In order to assess the impact of the treatment on auditory functions, the authors measured the responses of the brainstem to different sound frequencies. Ears that received the treatment with CasRx knocking down Htra2 showed significant restoration of hearing. especially at low frequencies, at both weeks 4 and 6. By contrast, ears that were not treated with viral particles or that received a mock viral treatment showed the expected loss of hearing function. The measurement of other hearing parameters further supported the protective role of the CasRx treatment. The histopathological analysis of the cochleae showed that the treatment with neomycin provoked the loss of many outer and inner hair cells in non-injected ears compared with those protected by the knock down of Htra2 with CasRx. The authors also examined the morphology of the hair cells by scanning electron microscopy. This analysis showed that the non-injected ears had an abundant loss of hair cells, and the remaining hair cells presented abnormal morphologies and disorganized hair bundles. In contrast, knock down of Htra2 with CasRx better preserved the characteristic staircase organization of hair bundles.

Lastly, the authors assessed the safety of CasRx-mediated Htra2 knockdown in vivo. The analysis of the transcriptome of ears that received the viral particles showed less than 60 differentially expressed genes, suggesting a reduced number of potential off-target effects. Further inspection of the top potential off-target genes based on sequence similarity to the gRNA used showed no signs of dysregulation. In addition, the authors assessed any long-term impact of the knock down of Htra2 with CasRx by analyzing the hearing of mice without neomycin exposure at 10 weeks post-administration of the treatment, and no adverse effects were observed.

Overall, these results from Guo and Han et al. provide evidence of the efficacy of knocking down Htra2 with CasRx to protect against the ototoxicity induced by aminoglycosides treatment.
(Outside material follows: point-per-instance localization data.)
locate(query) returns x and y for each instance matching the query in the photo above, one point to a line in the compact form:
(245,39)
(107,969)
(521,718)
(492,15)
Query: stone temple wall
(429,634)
The insights provided regarding the lack of direct off-target effects or adverse effects support the safer profile of CasRx compared with other genome-editing tools. However, more studies are needed to address further the long-term safety of CasRx in gene-therapy applications. Nevertheless, the authors presented a compelling case study supporting the usage of Cas13 orthologues to knock down the expression of target RNAs when combined with effective delivery routes and specific targeting to the cell-types of interest (see Figure 1).

Figure 1

CasRx targeting Htra2 mRNA can prevent aminoglycoside-induced hearing loss

In this issue of Molecular Therapy Nucleic Acids, the study by Guo and Han et al. contributes to our understanding of how CasRx can be used to prevent hearing loss. The authors show that CasRx, an RNA-interference tool, can be used to knock down the expression of genes involved in apoptosis signaling and prevent hearing loss derived from the use of aminoglycoside antibiotics.